As early as next Wednesday, the panel is expected to employ a never-before-used process to disclose the memo, put together by staff of its chairman, Rep. Devin Nunes (R-Calif.). If it does, Trump will have up to five days to either approve or reject their decision. White House press secretary Sarah Huckabee Sanders declined to say what Trump would do, but she endorsed “full transparency.”

“We certainly support full transparency, and we believe that’s at the House Intel Committee to make that choice at this point,” Sanders said at the White House press briefing on Tuesday.

Democrats who have viewed the memo have rejected it as a compilation of “distortions” that misrepresents the underlying intelligence it’s based on.

In the middle of the increasingly pitched partisan offensives, the FBI announced that chief of staff James Rybicki — a former member of Comey’s close-knit team — would leave the agency and be replaced by an ally of Comey’s successor, Christopher Wray.

Rybicki was interviewed last week by the House oversight and judiciary committees, and lawmakers involved in the interview say they didn’t believe that anything in his testimony precipitated his departure.
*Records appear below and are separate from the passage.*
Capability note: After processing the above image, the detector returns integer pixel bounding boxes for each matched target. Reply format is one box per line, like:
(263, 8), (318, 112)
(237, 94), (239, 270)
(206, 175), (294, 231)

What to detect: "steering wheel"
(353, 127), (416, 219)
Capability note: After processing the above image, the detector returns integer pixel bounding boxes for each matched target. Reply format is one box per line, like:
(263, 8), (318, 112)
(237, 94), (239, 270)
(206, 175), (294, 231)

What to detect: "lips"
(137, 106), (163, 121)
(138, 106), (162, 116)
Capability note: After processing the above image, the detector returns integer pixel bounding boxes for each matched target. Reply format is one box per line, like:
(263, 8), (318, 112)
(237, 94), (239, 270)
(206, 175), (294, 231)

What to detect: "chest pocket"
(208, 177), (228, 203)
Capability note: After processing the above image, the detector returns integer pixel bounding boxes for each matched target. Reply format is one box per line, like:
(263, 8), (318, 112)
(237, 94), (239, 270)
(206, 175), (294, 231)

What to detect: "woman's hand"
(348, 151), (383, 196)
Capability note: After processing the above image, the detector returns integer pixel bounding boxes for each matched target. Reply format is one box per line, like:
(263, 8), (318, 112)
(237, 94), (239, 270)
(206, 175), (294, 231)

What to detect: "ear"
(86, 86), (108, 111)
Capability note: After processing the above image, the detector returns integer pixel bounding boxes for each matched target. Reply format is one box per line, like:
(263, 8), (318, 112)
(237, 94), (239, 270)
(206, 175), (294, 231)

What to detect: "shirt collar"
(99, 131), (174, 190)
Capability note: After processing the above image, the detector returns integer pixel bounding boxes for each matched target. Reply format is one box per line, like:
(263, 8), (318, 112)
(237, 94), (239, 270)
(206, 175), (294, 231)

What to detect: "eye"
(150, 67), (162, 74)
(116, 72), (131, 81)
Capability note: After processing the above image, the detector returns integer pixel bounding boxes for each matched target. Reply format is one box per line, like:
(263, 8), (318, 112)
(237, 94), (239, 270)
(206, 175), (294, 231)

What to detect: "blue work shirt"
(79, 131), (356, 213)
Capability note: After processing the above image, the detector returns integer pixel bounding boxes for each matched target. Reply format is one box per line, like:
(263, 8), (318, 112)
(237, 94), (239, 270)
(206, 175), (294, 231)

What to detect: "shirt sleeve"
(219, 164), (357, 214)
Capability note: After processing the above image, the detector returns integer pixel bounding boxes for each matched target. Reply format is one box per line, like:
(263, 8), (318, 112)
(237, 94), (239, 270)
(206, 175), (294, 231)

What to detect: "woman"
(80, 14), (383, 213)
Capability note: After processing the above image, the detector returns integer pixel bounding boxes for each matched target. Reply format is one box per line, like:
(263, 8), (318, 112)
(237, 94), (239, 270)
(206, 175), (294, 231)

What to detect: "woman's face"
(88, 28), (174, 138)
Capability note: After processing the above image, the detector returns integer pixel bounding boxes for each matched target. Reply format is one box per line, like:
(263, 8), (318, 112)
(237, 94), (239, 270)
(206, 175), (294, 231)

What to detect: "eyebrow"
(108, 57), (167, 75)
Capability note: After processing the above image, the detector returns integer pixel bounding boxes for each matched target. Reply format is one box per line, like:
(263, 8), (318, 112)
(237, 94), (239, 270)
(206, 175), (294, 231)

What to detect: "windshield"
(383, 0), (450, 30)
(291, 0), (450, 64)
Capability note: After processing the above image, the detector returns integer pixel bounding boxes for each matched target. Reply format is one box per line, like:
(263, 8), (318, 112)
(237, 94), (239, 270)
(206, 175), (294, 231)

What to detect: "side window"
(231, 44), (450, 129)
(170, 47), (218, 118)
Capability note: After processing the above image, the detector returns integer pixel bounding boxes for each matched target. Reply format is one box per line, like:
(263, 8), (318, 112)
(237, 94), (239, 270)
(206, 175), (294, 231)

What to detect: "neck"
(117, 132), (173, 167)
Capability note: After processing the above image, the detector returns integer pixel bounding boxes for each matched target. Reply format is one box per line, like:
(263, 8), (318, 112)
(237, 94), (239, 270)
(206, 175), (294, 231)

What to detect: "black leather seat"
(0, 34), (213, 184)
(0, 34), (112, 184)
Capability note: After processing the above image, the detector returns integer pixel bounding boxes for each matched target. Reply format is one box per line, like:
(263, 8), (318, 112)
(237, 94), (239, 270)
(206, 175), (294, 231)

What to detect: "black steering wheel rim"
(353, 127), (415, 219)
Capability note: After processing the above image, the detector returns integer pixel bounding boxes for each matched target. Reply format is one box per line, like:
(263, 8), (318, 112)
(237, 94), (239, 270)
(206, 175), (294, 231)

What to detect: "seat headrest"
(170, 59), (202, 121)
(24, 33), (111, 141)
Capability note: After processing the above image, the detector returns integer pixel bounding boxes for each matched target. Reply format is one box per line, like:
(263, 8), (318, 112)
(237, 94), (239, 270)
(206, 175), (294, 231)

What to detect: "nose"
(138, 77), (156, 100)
But a Democrat who was in the room said he worried that the grilling Rybicki and others have faced could have a chilling effect on the activity of FBI officials.

“What I really fear, ultimately, is the administration is beginning to force out or drive out of the FBI people that they perceive to be unfriendly to the administration or somehow politically not in alignment with them,” the Democrat said in a phone interview.

“We cannot have a situation where we’re administering loyalty test to officials at the FBI,” he said, adding that that’s “what differentiates the FBI here from law enforcement in banana republics.”